Rubio Hates Government, Floridians, Believes Everything In the World Is A Tax

Marco Rubio is talking crazy talk again:


House Speaker Marco Rubio said the key to "making Florida as attractive as it once was" is to build a world class education system, reduce state and local government regulation and "bring state government back to its proper size."


One out of three ain't bad. Education is one of the keys to improving Florida. You can't, of course, do that if you cut revenue and cut government, since education is government paid for by taxes. Then he lets his tax cut tourette's get the best of him again:


regulatory compliance is a tax


The logic in that statement is like saying "imprisonment is a tax on felons." Seriously, if you play loose with logic and language, you can paint anything as a tax. That doesn't make it a good argument or a legitimate way to approach government and politics. This conservative approach to government and taxation is what has Florida and the U.S. in such bad economic and social position in the first place, we need to fight this kind of nonsense at all turns.

Monday, January 7, 2008

Rubio, Rivera Hate Florida, America, Laws

Naked Politics:


Huckabee backers House Speaker Marco Rubio and Rep. David Rivera spent the day in the Granite State, calling voters and in Rivera's case, receiving a chiding from a police officer.

"I came all the way from Florida to give you this orange," Rivera said, plunging into traffic at a Concord intersection near Huckabee's campaign headquarters. "I'm hoping you'll remember on Tuesday to vote for Gov. Huckabee."

The Concord police officer who cruised by was not amused and admonished Rivera to stick to the sidewalk, where a crush of Huckabee supporters waved signs.

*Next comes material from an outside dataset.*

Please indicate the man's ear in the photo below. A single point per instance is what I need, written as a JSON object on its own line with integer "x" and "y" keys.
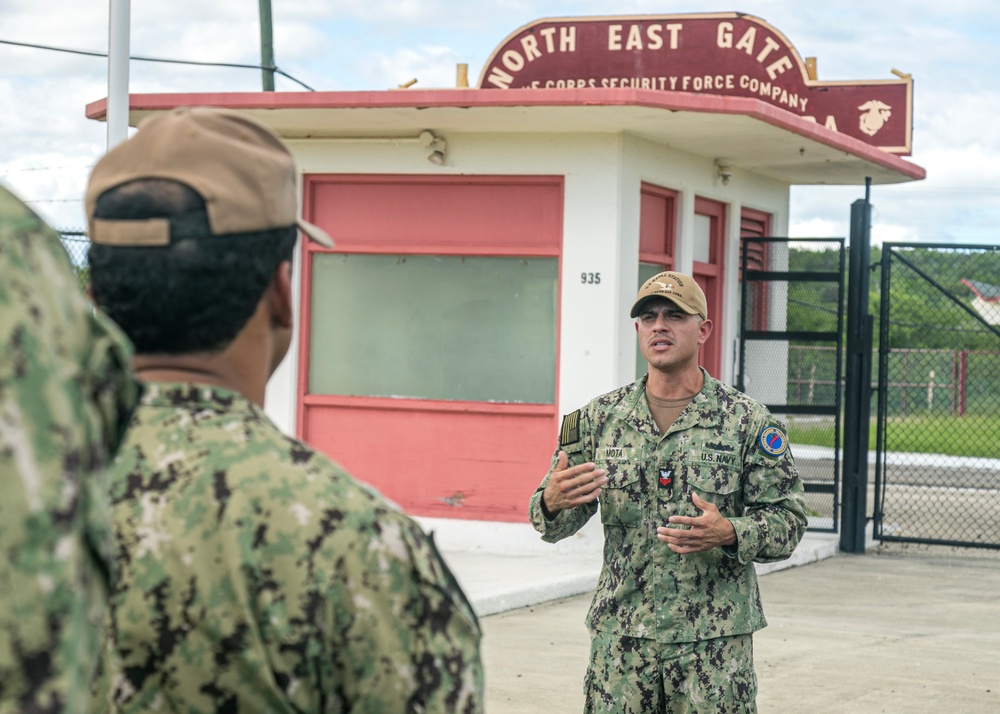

It's bad enough to be campaigning for Huckabee, he who wants women to submit to their husbands and wants to "reclaim America for Crist," and to break the law to do it. But don't you think, maybe, that Florida has some problems of its own to deal with? Like a huge budget problem, a flailing economy, property tax inequalities, a failing education system, etc. You'd think that since these guys were elected to serve Florida that, maybe, they'd serve Florida? It'd be different if they were campaigning here, where they could pull double duty. But, no, pandering to the fundamentalist right from other states is more important than serving your constituents.

I wonder who is more focused on their post-Florida House career than on doing their job?